On peut se demander pourquoi les journaux de droite, de gauche, du centre, ne racontent jamais rien des Juifs ? En tant que juifs, je veux dire activement juifs, attentivement juifs, spécifiquement juifs et racistes ?…
Quand ils se décident à nous parler des Juifs, qu’ils s’y trouvent contraints, par hasard, c’est avec d’infinies mitaines, un luxe inouï de précautions, d’éblouissants préambules, dix mille flatteries d’enfiotés :  » Ce très grand artiste israélite voulait bien nous recevoir… une belle ascendance sémitique… le grand, le génial et philanthrope financier de la noble race des Rothschild… l’idéalisme éperdu, la flamme bouleversante, ce feux noir qu’on surprend aux prunelles, à fleur d’âme, chez ce jeune poète que l’ardeur messianique consume… « 

D’autant plus que, comme je l’ai dit précédemment, quiconque souhaiterait se procurer ce texte n’a qu’à faire une recherche sur Google. C’est là, à disposition, en libre-service. Sans aucune censure, vous dis-je. Alors, pourquoi ressortir ce texte? C’est alors que je suis allé sur Amazon. Au classement des ventes France, le titre pointait aux alentours de la 200ème place, ce qui signifie qu’il se vend très correctement (il pointait même à la 4e place au classement Monde, juste derrière les essais de Yuval Harari).

Évidemment, Gallimard n’est pas le seul à publier le texte de Céline. D’autres éditions existent, dont celle-ci, publiée chez Omnia Veritas, et disponible pour un peu plus de 30 euros.
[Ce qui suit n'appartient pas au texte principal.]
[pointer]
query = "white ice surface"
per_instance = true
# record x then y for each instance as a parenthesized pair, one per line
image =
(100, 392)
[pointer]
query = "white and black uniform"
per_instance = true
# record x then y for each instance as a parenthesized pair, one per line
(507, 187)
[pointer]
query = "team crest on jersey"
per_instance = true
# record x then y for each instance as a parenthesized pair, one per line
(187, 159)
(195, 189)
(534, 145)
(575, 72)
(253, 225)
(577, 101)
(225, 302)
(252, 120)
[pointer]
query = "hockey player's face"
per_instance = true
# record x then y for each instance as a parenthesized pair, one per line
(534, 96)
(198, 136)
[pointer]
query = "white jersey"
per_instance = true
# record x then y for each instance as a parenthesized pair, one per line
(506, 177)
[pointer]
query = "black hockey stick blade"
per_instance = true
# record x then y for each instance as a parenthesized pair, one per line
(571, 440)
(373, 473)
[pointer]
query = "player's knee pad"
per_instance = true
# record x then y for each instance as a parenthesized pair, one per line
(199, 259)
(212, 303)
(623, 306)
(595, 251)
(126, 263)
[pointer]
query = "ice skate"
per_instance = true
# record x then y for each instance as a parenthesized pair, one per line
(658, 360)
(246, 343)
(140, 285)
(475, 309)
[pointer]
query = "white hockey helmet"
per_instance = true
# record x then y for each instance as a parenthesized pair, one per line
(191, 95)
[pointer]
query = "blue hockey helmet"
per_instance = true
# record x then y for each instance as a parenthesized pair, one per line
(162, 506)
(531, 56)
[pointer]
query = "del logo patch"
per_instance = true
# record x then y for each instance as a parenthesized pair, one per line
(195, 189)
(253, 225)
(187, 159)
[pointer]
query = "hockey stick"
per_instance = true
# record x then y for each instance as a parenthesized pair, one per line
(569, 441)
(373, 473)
Il est vrai qu’Omnia Veritas publie un tas de livres intéressants, comme Mein Kampf ou La controverse de Sion (délicatement sous-titré: Les racines multiséculaires et l’agenda caché du sionisme). Voici dorénavant Gallimard en excellente compagnie !

La véritable question, voyez-vous, c’est de savoir qui s’intéresse à ce livre. Qui est prêt à débourser 30 euros pour feuilleter un torchon pareil. Je ne pense pas qu’il s’agit des Mohamed Merah et autres frères Kouachi. Les individus de cette espèce n’ont pas besoin de littérature pour se parer d’un antisémitisme violent. Non, les acheteurs de ce livre, voyez-vous, sont et seront probablement des gens comme vous et moi, à qui l’on aura dit que la littérature de Céline vaut le coup d’oeil (nonobstant quelques égarements), et qui subrepticement seront exposés à de la prose raciste et antisémite.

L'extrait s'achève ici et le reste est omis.